モーツァルトさんのクラリネット協奏曲、とにかくこの演奏会の白眉でした。 安定したテクニックは勿論ですが、歌いかけ語りかけた演奏、そして何よりも音楽を楽しもうという姿勢がモーツァルトの音楽を息づいたものにさせていたと思います。 オケもこれまでとは違った充実した演奏でバックアップ、とても素敵な演奏でした。

第1楽章、先ほどまでとは打って変わって音程の合ったスッキリした響きによる優美な第1主題の呈示。 オケのパートがチャーミングに掛け合い、響きを合わせるのもとても自然で肩の力が抜けた上々の滑り出し。 すでにここからこの演奏に対する期待がぐっと高まります。
越野さんのソロが登場、音質が柔らかく、そして何より語りかけるような歌いまわしに耳を奪われました。 可憐なのにとても雄弁でもあります。 身体全体を巧く使いながら、高音と低音の掛け合いをまるで楽しむように吹いておられます。 聴いているこちらも夢見心地。 ソロが終わったあとの笑顔もまた素敵に輝いていました。
オケもそんな演奏に併せるかのように、快活で軽やかな演奏でモーツァルトらしさを上品に演出。 
 オケも相当に練習を重ねてこられたのでしょうね、けど、それを超えて音楽を楽しむ気持ちがよく出ていたと思います。 素晴らしい演奏です。
主題が戻って、越野さんのソロはますます冴え渡り、大好きなモーツァルトを楽しみ、そしてモーツァルトと会話しているかのような演奏に耳を奪われっぱなし。 そんな類稀な演奏のまま幕を閉じました。

第2楽章の前、楽器に布を通して楽器を整備してからスタート。 抑制をかけつつ、旋律をしっとり歌いだしました。 素朴で端正な感じ。 オケもゆったりと息をあわせて進めます。 ロマティックさを前面に出すよりも、清楚に語りかけた感じですね。 やわらかな時間がホールの中を流れてゆきました。 至福のひととき。 枚方フィルらしい、気持ちのすっきりした演奏、そのような印象を持った楽章でした。

第3楽章、軽やかで転がるようなクラリネットによる主題の呈示。 リズミカルなんですけど、やや抑制気味にも聞こえたのはちょっと疲れが見えてきたのでしょうか。 それでも身体をよく使い、想いを乗せて歌い込み、語り合いあうような演奏はとても見事。 特に低い音、実に落着いて響いてきました。
後半、残った力を振り絞ったのでしょうか、調子をまた乗せてきて音の伸びがよくなってきました。 それにともなって笑顔もまた多く見えるようになった越野さん。 技巧的なパッセージの連続も見事。 よく転がる艶やかな響きで華麗にこなして歌心満載の演奏として吹き終え、オケもそれをきちんと引き継いで全曲を締めくくりました。

とても素晴らしい演奏に大満足しました。 
モーツァルトの実演は、プロ・アマ問わず、内心批判的に受け取ることも多いのですけれど、これは掛け値無しに楽しめたモーツァルトの演奏でした。 見事な演奏に会場からも拍手が鳴り止みまわせんでした。

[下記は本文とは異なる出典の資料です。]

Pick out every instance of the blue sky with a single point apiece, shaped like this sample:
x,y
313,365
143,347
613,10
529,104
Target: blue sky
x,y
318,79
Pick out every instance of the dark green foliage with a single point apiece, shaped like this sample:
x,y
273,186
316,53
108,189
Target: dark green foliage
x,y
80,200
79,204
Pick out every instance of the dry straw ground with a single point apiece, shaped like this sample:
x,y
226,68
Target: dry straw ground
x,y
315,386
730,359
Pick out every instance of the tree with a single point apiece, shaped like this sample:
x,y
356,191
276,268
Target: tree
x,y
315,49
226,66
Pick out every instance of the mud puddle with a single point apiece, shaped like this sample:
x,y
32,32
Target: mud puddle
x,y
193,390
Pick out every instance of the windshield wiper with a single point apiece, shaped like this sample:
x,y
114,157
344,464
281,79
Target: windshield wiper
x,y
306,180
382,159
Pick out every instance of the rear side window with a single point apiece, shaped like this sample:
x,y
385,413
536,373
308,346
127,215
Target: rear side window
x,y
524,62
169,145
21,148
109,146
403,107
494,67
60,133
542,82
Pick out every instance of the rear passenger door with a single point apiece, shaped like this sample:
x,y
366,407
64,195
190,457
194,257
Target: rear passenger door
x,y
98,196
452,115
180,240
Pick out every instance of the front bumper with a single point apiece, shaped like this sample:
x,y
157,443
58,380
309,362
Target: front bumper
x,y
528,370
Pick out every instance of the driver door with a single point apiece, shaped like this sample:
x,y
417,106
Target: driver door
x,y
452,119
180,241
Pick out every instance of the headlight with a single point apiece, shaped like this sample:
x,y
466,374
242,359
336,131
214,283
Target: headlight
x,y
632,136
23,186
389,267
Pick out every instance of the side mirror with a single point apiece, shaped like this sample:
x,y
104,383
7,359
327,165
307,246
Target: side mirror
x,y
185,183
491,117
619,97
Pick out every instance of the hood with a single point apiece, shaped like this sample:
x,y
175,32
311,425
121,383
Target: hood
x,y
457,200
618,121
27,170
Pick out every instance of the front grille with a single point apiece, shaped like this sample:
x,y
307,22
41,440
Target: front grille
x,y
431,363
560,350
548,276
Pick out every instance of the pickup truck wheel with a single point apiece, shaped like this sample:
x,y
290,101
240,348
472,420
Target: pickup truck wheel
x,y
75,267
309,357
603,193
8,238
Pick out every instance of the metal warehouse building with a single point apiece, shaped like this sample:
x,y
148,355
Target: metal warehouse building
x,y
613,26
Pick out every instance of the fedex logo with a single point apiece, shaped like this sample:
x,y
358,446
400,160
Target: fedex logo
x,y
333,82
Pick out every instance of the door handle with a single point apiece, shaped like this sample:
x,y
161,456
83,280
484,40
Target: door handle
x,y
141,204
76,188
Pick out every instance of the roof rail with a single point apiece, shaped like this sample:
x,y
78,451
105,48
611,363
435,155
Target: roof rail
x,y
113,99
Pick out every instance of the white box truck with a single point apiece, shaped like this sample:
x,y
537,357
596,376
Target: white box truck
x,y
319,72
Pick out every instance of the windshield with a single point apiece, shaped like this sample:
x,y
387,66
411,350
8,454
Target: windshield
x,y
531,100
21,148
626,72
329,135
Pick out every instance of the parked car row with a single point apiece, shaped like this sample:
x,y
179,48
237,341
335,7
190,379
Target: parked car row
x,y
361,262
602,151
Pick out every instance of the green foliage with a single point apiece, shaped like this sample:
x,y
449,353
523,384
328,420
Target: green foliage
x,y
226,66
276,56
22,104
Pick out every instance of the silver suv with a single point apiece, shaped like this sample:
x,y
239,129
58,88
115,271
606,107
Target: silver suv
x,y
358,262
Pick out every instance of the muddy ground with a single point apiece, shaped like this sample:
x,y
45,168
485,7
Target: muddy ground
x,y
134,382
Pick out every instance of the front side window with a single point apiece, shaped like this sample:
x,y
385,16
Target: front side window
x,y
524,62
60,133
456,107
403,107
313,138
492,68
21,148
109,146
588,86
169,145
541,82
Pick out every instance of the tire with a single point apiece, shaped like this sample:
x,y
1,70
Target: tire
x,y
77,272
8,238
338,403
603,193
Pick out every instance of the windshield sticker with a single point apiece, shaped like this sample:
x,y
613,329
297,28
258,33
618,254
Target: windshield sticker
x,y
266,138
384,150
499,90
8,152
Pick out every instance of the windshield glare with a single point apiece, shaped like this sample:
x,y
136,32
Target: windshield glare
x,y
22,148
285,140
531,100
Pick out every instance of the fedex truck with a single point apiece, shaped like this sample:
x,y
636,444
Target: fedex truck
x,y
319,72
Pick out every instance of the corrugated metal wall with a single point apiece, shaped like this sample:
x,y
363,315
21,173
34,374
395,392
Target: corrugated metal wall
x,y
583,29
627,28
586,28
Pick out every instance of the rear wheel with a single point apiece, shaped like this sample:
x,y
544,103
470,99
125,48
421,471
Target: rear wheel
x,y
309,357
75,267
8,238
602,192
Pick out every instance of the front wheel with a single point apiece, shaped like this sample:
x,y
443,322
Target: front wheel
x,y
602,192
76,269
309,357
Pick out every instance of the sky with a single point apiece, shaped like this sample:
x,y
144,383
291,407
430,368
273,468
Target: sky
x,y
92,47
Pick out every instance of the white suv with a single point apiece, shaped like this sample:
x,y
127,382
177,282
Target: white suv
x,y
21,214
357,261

15分の休憩。 パンフレットを読んで時間をすごします。 最近、席から離れてウロウロすることが少なくなりました。 で、パンフレットを読んで驚いたのが、指揮者の湯浅卓雄さんがこのオケでクラリネット吹いてらしたとのこと。 創立50周年、歴史のあるオケのいったんを垣間見た感じです。 でもパンフレットにも書かれているとおり、多くのエキストラで支えられることなく、地域に根付いた地道な活動を基盤としておられることに頭が下がります。 今回も無料の演奏会ですしね。

ブザーが鳴って休憩終了。 オケは、10-10-9-8-5 の編成になったようです。 コンサートマスターが、これまでの女性から男性に交代。 指揮者の寺坂さんが出てこられて準備完了です。 なお寺坂さんは中学校の音楽の先生が本職だそうです。 そうそう、さっきソロを取られた越野さんもクラリネット奏者の末席に座っておられます。

ブラームスの交響曲第4番、オケの特質をもって誠実に語りかけたような演奏でした。 煽ることなど皆無。 トツトツと晩年のブラームスの世界を描いていました。 枚方フィルらしい雰囲気の良い心暖まる演奏でした。 個人的にはもうちょっと燃えて欲しかった面はありましたけれど。

第1楽章、ヴァイオリンが哀愁に満ちた旋律をゆったりと弾き始めました。 ん、さっきまのモーツァルトと違ってちょっと音程に怪しい面も。 木管が落ちた?などミスもあったりはしましたけど、淡々と曲を進めてゆくうちに徐々にこなれてきたみたいです。 ピークも淡々と進めて乗り越えました。 低弦はしっかりと鳴っていますけど、ゴウゴウと押し寄せてくるような雰囲気はありません。 トツトツとした晩年のブラームスといった感じですね。 後半、音量が上がって力も入ってきたようです。 でもやはり淡々と曲を描き、恰幅よくこの楽章を閉めました。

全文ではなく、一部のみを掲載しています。